Reforma da Segurança Social
PCP disponível para negociar


Em conferência de imprensa ontem realizada, Edgar Correia, membro da Comissão Política do PCP, manifestou a disponibilidade dos comunistas para participarem na negociação proposta pelo Governo para a reforma da Segurança Social sublinhando no entanto que tal não é dissociável do empenho dos comunistas na afirmação pública das suas próprias análises e propostas neste domínio.

Edgar Correia começou por salientar que a reforma dos sectores da Segurança Social e da Saúde deve significar «mais e melhor Saúde, mais e melhor Segurança Social, para todos os portugueses» e alertou para os «equívocos conceitos de pacto ou de Plataforma de Acordo do Regime utilizados pelo Governo na apresentação do seu objectivo negocial.

«Sejamos directos: para o PCP, o grande e único pacto político - social que rege a vida democrática chama-se Constituição da República, que «consagra, explicitamente, o quadro dos direitos sociais dos portugueses e as incumbências do Estado em relação à sua concretização. (...)

«É neste quadro que o PCP manifesta a sua disponibilidade para participar na negociação», a qual não é «dissociável do activo - e simultâneo - empenho dos comunistas, na afirmação pública das suas próprias análises e propostas. E que se estende, igualmente, a um alargado processo de consulta e de diálogo que pretendemos impulsionar, abrangente quer das organizações representativas dos trabalhadores, com destaque para a CGTP-IN, quer de todo um vasto leque de organizações sociais e de individualidades que têm vindo a manifestar-se» sobre esta matéria.


Contra teses neo-liberais

Referindo-se às propostas do Governo, Edgar Correia criticou a «opção por teses e medidas de inspiração neo-liberal nos pontos politicamente mais sensíveis» citando a título de exemplo:

- a adopção de uma filosofia conducente à substituição da segurança social, enquanto direito social universal e enquanto sistema público que lhe serve de suporte, por um sistema assistencialista, confinado na prática ao sector da população de mais baixos recursos, e que desvaloriza fortemente os direitos adquiridos através das contribuições dos trabalhadores;

- a introdução do plafonamento, ou seja, a redução, através de um tecto do sistema público, quer da segurança social, quer do regime da Função Pública, apesar de não ter sido demonstrada qualquer vantagem dessa medida para os activos/beneficiários e para o próprio sistema, e das desvantagens serem evidentes; conjugada com a atribuição de incentivos fiscais à aquisição de produtos de poupança privada para o desenvolvimento de esquemas complementares de reforma acima do plafond;

- a clara tentativa de redução de direitos, a pretexto da "equidade", nomeadamente através da generalização da selectividade (apresentada como uma "renovação do conceito de universalidade" !), da limitação de prestações à "condição de recursos", da sujeição das pensões adquiridas por contribuições ao conceito da regressividade, e da restrição da atribuição de pensões de sobrevivência;

- a redução da Taxa Social Única, a ser compensada por receita fiscal através de uma "contribuição de solidariedade", mas sem quaisquer garantias de que ela não venha a sobrecarregar ainda mais os trabalhadores, em relação aos empregadores, do que sucede actualmente;

- a não assumpção de qualquer compromisso efectivo de pagamento, mesmo a prazo, da elevadíssima dívida do Estado em relação à Segurança Social; e a ausência de qualquer perspectiva temporal, seja a 10 ou 15 anos, de aproximação das prestações sociais ao nível médio que vigoram na generalidade dos países da União Europeia.

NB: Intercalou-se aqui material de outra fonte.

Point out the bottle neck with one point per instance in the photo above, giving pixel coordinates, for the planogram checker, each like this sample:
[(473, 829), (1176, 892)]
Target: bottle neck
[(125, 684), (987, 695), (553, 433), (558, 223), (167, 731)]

Em relação à Saúde, é consensual e positivo o propósito de proporcionar ganhos em saúde aos cidadãos. Mas a estudada opacidade dos enunciados relativos à concretização de alguns dos objectivos para a reforma estrutural do sector, não consegue ocultar a gravidade das orientações propostas pelo Governo no domínio do financiamento.

Trata-se de uma política de redução progressiva do Serviço Nacional de Saúde a fins assistenciais correntes, de forma a condicionar o acesso gratuito à saúde a um pacote limitado de cuidados clínicos essenciais e aos actos de saúde pública. Conjugada com uma política de alargamento do financiamento público da prestação de cuidados de saúde por entidades privadas, e de afectação a essas entidades de mais vastos recursos públicos.

Estas orientações, se viessem a ser adoptadas, não deixariam de conduzir a dois resultados particularmente indesejáveis: ao agravamento do já elevadíssimo nível de despesas de saúde privadas, pagas pelos portugueses directamente do seu bolso (que é de cerca de 40% no nosso país, em vivo contraste com os 25% da média da União Europeia); e à pressão para o aumento das despesas com a saúde determinada pela lógica do lucro do capital financeiro e transnacional ao estenderem o seu domínio no sector».